3月19日(火)の衆議院国土交通委員会で「都市再生特別措置法案」と「都市再開発法等改正案」が可決されたときの模様を、お伝えします。各党の「都市再生」への姿勢などがわかると思います。
私が傍聴したのは、午後3時からの参考人質疑−政府質疑−反対討論−採決−附帯決議採決の過程です。
東京ランポ関連の参考人、林泰義さん(顧問)と伊藤久雄さん(理事)の意見は、別のページに掲載されていますので、ご覧ください。
その後の参考人質疑での、お2人の回答をまとめると、以下の通りです。日ごろの主張が、よく表れていると思います。
<林>
・小ぶりで自分たちのスケールに合った、必ずしも新しいものでなくてもよい「都市再生」もある。
・オープンスペースができても、夜は歩くのが恐い。人がたくさん発生するような、地上面のにぎわいをつくる必要がある。
・住民が合意することに時間をかける方が、着工してから反対運動が起こるといったことがない分、結果として事業は早くなる。
・早い段階で、開発に関する情報開示をすることで、ディベロッパーにも住民にもいろいろな可能性を確保することができる。

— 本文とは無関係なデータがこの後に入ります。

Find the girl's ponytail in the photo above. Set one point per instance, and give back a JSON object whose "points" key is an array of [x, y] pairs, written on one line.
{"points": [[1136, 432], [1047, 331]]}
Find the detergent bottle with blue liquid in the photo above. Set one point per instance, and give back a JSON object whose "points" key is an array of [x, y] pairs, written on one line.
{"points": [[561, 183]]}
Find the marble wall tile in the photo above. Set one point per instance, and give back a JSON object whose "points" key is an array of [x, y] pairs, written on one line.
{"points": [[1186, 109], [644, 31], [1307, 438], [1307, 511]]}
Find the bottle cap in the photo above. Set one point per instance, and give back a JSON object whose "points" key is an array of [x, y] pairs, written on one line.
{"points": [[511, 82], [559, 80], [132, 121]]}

・都市開発業は、装置をつくるだけでなく、ソフト産業であるべきであり、開発後にどのようなソフトが生まれるかが大切である。
・経済をよくするには、グローバルエコノミーとローカルエコノミーの両方からのアプローチが必要である。ローカルエコノミーは、まちづくりやコミュニティビジネスが関係するが、今回の「都市再生」では市民セクターの位置づけが欠けている。
<伊藤>
・今回の法案は、上からの都市計画になっている。NPOなどの力で、住民同士の合意形成が行われることが必要である。
・再開発を行うのであれば、都市計画マスタープランを住民みんなでしっかりつくり上げて、それに従うという方法が必要である。
・今回の法案が成立して、都市再生事業が行われると、全国的には東京の一人勝ち、東京内では都心の一人勝ちになるだけである。
・民間事業者に第2種市街地再開発事業の施行権限を付与することについて、民間事業者が公共性を持てるのか疑問である。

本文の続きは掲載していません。